Exhibit 10.72
AMENDMENT NUMBER TEN
to the
AMENDED AND RESTATED INDENTURE,
dated as of November 25, 2003,
between
OPTION ONE OWNER TRUST 2001-2
and
WELLS FARGO BANK, N.A.
This AMENDMENT NUMBER TEN (this Amendment) is made and is effective as of this
15th day of March, 2007, between Option One Owner Trust 2001-2 (the Issuer) and Wells
Fargo Bank, N.A., as Indenture Trustee (the Indenture Trustee), to the Amended and Restated
Indenture, dated as of November 25, 2003 (the Indenture), between the Issuer and the Indenture
Trustee.
RECITALS
WHEREAS, the parties hereto desire to amend the Indenture subject to the terms and conditions
of this Amendment.
NOW THEREFORE, for good and valuable consideration, the receipt and sufficiency of which are
hereby acknowledged, and the mutual covenants herein contained, the parties hereto hereby agree as
follows:
SECTION 1. Defined Terms. Any terms capitalized but not otherwise defined herein
shall have the respective meanings set forth in the Indenture.
SECTION 2. Amendment. Effective as of March 15, 2007, Section 1.01 of the Indenture
is hereby amended by deleting in its entirety the definition of Maturity Date and replacing it
with the following:
Maturity Date means, with respect to the Notes, March 14, 2008.
SECTION 3. Representations. In order to induce the parties hereto to execute and
deliver this Amendment, the Issuer hereby represents to the Indenture Trustee and the Noteholders
that as of the date hereof, after giving effect to this Amendment, (a) all of its respective
representations and warranties in the Indenture and the other Basic Documents are true and
correct, and (b) it is otherwise in full compliance with all of the terms and conditions of the
Indenture and the other Basic Documents, except to the extent waived by the Amendment and Waiver,
dated as of January 24, 2007 (the Indenture), between the Issuer, Option One Mortgage
Corporation, Option One Loan Warehouse Corporation, Option One Mortgage Capital Corporation, the
Indenture Trustee and Bank of America as majority noteholder.

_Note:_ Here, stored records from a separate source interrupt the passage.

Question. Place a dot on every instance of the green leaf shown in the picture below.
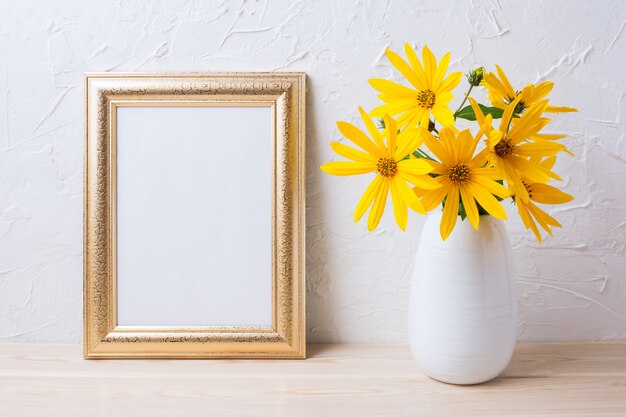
(467, 112)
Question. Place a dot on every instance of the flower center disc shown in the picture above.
(426, 98)
(504, 148)
(387, 167)
(459, 173)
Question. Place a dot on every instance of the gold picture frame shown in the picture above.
(284, 95)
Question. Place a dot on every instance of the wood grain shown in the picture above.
(564, 379)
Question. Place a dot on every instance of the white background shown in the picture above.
(194, 187)
(571, 287)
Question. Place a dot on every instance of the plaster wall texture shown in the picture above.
(572, 287)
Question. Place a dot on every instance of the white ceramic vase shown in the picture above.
(463, 306)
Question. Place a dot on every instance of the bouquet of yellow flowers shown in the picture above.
(423, 160)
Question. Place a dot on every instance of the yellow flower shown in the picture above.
(540, 193)
(431, 92)
(463, 177)
(508, 149)
(501, 93)
(388, 161)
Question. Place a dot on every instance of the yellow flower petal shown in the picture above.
(409, 197)
(378, 207)
(433, 198)
(400, 211)
(368, 197)
(408, 141)
(391, 130)
(430, 66)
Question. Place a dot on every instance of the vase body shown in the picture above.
(463, 305)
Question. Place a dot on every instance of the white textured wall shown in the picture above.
(571, 287)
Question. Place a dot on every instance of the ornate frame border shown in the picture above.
(285, 94)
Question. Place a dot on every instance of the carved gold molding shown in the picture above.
(285, 93)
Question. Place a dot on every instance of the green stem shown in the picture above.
(421, 154)
(464, 100)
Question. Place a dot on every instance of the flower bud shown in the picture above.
(474, 77)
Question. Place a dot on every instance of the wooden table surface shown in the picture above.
(564, 379)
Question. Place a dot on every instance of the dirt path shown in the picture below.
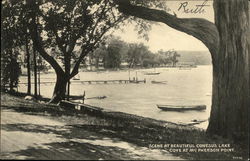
(26, 136)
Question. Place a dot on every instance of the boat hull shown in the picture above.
(181, 108)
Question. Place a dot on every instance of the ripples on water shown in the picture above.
(183, 87)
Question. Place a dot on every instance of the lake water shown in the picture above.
(183, 87)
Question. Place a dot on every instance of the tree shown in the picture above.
(10, 69)
(11, 41)
(113, 56)
(227, 41)
(67, 25)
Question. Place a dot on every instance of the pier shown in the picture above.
(97, 82)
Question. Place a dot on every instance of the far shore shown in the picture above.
(138, 130)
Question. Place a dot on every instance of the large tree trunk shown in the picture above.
(35, 72)
(230, 99)
(28, 64)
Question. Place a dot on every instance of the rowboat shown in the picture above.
(181, 108)
(152, 73)
(158, 82)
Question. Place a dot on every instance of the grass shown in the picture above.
(131, 128)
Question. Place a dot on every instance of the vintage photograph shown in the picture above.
(125, 79)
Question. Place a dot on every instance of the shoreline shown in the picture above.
(131, 128)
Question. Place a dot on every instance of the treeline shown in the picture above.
(119, 54)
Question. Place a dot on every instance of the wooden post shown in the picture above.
(35, 72)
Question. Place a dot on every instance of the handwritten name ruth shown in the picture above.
(196, 9)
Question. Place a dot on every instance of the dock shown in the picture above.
(97, 82)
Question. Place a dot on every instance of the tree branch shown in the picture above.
(201, 29)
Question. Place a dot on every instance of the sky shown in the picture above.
(163, 37)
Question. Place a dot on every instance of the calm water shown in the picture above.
(183, 87)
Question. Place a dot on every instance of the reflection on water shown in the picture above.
(183, 87)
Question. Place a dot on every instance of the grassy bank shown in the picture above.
(131, 128)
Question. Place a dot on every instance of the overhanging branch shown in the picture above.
(201, 29)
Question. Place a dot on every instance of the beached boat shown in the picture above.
(181, 108)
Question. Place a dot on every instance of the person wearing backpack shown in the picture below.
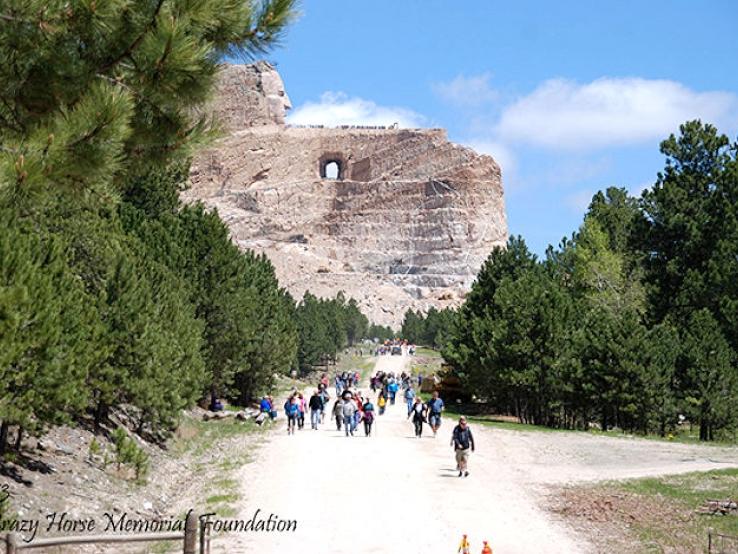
(316, 406)
(338, 413)
(368, 417)
(291, 410)
(418, 413)
(348, 409)
(382, 403)
(410, 398)
(301, 406)
(393, 387)
(325, 397)
(435, 407)
(463, 441)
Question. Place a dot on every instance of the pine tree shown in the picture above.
(47, 332)
(94, 90)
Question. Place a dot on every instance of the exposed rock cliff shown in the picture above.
(407, 222)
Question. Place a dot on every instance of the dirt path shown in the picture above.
(386, 493)
(394, 493)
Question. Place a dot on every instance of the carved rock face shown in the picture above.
(405, 222)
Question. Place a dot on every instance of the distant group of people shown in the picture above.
(344, 381)
(465, 546)
(352, 409)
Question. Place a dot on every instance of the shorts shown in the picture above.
(462, 456)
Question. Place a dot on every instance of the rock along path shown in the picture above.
(392, 492)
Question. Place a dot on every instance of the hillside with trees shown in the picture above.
(111, 291)
(630, 323)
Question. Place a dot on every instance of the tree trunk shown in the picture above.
(100, 413)
(3, 436)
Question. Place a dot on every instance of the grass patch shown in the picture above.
(658, 514)
(222, 498)
(164, 547)
(426, 352)
(510, 423)
(197, 436)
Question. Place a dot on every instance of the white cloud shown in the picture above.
(504, 157)
(337, 108)
(562, 114)
(579, 201)
(467, 91)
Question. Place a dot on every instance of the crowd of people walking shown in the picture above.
(352, 408)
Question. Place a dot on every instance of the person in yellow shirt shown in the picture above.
(381, 402)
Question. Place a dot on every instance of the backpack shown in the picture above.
(348, 409)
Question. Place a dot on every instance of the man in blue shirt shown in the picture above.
(435, 407)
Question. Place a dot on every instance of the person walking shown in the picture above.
(302, 406)
(418, 413)
(368, 417)
(316, 407)
(410, 398)
(348, 409)
(325, 397)
(393, 387)
(435, 407)
(381, 403)
(338, 413)
(291, 410)
(463, 441)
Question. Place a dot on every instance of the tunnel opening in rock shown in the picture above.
(332, 170)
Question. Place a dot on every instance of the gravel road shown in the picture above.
(394, 493)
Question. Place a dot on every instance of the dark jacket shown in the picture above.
(463, 438)
(316, 402)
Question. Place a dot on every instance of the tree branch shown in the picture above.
(131, 47)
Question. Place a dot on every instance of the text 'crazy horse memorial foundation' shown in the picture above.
(395, 218)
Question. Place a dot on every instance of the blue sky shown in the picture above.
(570, 96)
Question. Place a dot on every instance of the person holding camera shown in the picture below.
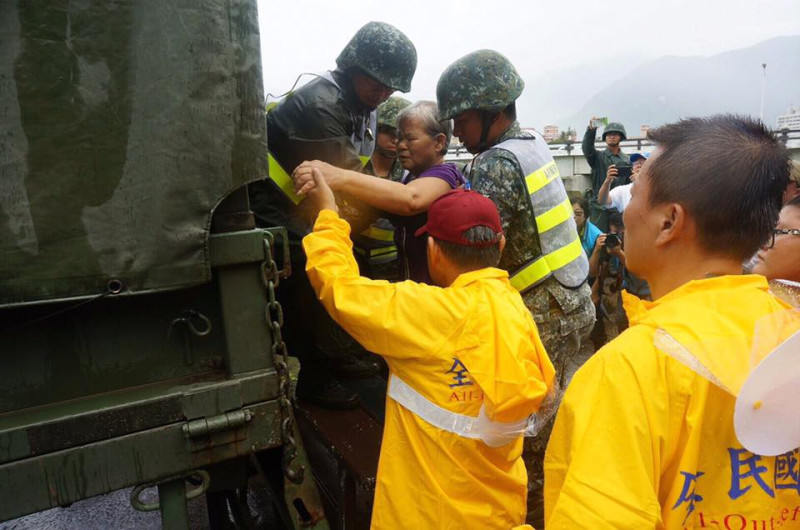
(619, 197)
(613, 134)
(607, 266)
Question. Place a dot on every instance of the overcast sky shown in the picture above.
(307, 35)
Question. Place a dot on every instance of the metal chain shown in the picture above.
(274, 317)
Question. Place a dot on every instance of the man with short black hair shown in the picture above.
(644, 436)
(467, 367)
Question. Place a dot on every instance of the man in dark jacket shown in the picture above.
(333, 119)
(613, 134)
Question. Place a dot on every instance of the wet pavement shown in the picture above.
(106, 511)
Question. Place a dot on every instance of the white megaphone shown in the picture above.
(767, 412)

SECTION 4. Limited Effect. Except as expressly amended and modified by this
Amendment, the Indenture shall continue in full force and effect in accordance with its terms.
Reference to this Amendment need not be made in the Indenture or any other instrument or document
executed in connection therewith or herewith, or in any certificate, letter or
communication issued or made pursuant to, or with respect to, the Indenture, any reference in any
of such items to the Indenture being sufficient to refer to the Indenture as amended hereby.
SECTION 5. Fees and Expenses. The Issuer covenants to pay as and when billed by the
Initial Noteholder all of the reasonable out-of-pocket costs and expenses incurred in connection
with the transactions contemplated hereby and in the other Basic Documents including, without
limitation, (i) all reasonable fees, disbursements and expenses of counsel to the Initial
Noteholder and (ii) all reasonable fees and expenses of the Indenture Trustee and its counsel.
SECTION 6. Governing Law. THIS AMENDMENT SHALL BE GOVERNED BY, AND CONSTRUED IN
ACCORDANCE WITH THE LAWS OF THE STATE OF NEW YORK, WITHOUT REGARD TO THE CONFLICT OF LAWS DOCTRINE
APPLIED IN SUCH STATE.
SECTION 7. Counterparts. This Amendment may be executed by each of the parties hereto
on any number of separate counterparts, each of which shall be an original and all of which taken
together shall constitute one and the same instrument.
SECTION 8. Limitation on Liability. It is expressly understood and agreed by the
parties hereto that (a) this Amendment is executed and delivered by Wilmington Trust Company, not
individually or personally, but solely as Owner Trustee of Option One Owner Trust 2001-2 in the
exercise of the powers and authority conferred and vested in it, (b) each of the representations,
undertakings and agreements herein made on the part of the Issuer is made and intended not as
personal representations, undertakings and agreements by Wilmington Trust Company but is made and
intended for the purpose for binding only the Issuer, (c) nothing herein contained shall be
construed as creating any liability on Wilmington Trust Company, individually or personally, to
perform any covenant either expressed or implied contained herein, all such liability, if any,
being expressly waived by the parties hereto and by any Person claiming by, through or under the
parties hereto and (d) under no circumstances shall Wilmington Trust Company be personally liable
for the payment of any indebtedness or expenses of the Issuer or be liable for the breach or
failure of any obligation, representation, warranty or covenant made or undertaken by the Issuer
under this Amendment or any other related documents.